The hunt then spread out with over 200 students of Pandit Rao searching for him at railway stations and bus stands across Shirdi, Pune, Mumbai and beyond. “We covered almost the whole of Maharashtra. We put up posters everywhere, and left messages and phone numbers on social networking sites,” said Santosh.
Yet, what’s left Pandit Rao’s family — wife Tara, eldest son Sanjay, daughters Sandhya, Bindiya and Seema, and Santosh — baffled is this: “He didn’t have a single rupee; his ID card, purse, even his footwear, were at the lodge where we stayed; he only had the clothes he was wearing; how did he manage?”
Santosh added: “Alzheimer’s had affected him so much that he could not remember who we were… he would recognise me by face sometimes.”
Then, on June 24, between 1.30-2 pm, Punjagutta Police Station received a call about an old man lying unconscious near the Begumpet flyover.
“He looked frail and had a thick beard. We checked his clothes and pockets but found nothing. We admitted him to the Gandhi Government Hospital, and a constable stayed back for a while to see if he would regain consciousness, but he did not,’’ said Inspector S Mohan Kumar from Punjagutta.

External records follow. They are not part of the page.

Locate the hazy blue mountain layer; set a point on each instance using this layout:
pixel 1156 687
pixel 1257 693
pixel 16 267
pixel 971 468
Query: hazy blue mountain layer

Pandit Rao’s children, meanwhile, had narrowed their search down to the Charminar area in Hyderabad.
“We had pasted around 3,000 posters all over the city with a photo of Panditji and contact numbers. We received a call from someone who claimed to have seen a man resembling my father. We rushed over and searched frantically but in vain,” said Santosh.

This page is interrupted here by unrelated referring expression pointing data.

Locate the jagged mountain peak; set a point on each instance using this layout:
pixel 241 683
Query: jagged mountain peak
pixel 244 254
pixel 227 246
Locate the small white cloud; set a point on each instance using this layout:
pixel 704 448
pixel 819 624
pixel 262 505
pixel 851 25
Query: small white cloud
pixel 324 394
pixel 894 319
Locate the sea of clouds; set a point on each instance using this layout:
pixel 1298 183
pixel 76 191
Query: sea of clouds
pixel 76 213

Later that night, Pandit Vithal Rao Shivpurkar, 86, suffered a heart attack and passed away.
“Just before he breathed his last, he whispered his name to an attendant,” said Sub-Inspector Shyam Babu who was coordinating with Shirdi police on this case.

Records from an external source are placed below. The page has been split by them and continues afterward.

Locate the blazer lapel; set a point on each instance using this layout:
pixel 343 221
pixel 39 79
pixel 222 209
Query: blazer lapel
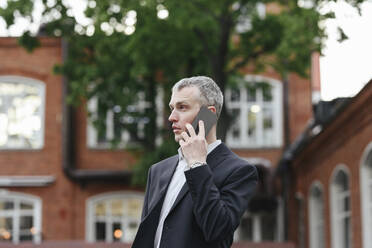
pixel 164 180
pixel 213 159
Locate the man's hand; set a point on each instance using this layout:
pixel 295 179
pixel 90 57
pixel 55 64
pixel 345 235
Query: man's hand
pixel 194 146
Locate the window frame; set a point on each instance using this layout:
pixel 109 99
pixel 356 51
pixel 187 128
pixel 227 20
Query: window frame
pixel 17 198
pixel 276 105
pixel 366 192
pixel 335 216
pixel 91 219
pixel 314 224
pixel 92 134
pixel 257 235
pixel 42 92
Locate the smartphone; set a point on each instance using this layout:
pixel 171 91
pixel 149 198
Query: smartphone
pixel 208 117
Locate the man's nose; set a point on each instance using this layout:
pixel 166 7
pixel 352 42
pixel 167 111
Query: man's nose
pixel 173 116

According to Dr Hymavathi, the hospital’s resident medical officer, it took more than 24 hours for that name to reach the Punjagutta station and then Babu.
“I rushed to the mortuary on Friday morning. Based on information provided by his family members, I checked for a black thread on his left ankle, a red thread on his right hand, and the artificial left eye. Then, I called Santosh,’’ Babu said.
“You could not identify him just by looking at the body. The beard and the condition of the body had made it impossible,” he added.
On Saturday, there was absolute silence in ‘Sangeet Sadhana’, Pandit Rao’s home in Hind Nagar. It was from a portion of this house, neighbours recalled, that they once used to hear “Guruji” singing every day, late in the afternoon, engrossed in teaching his disciples.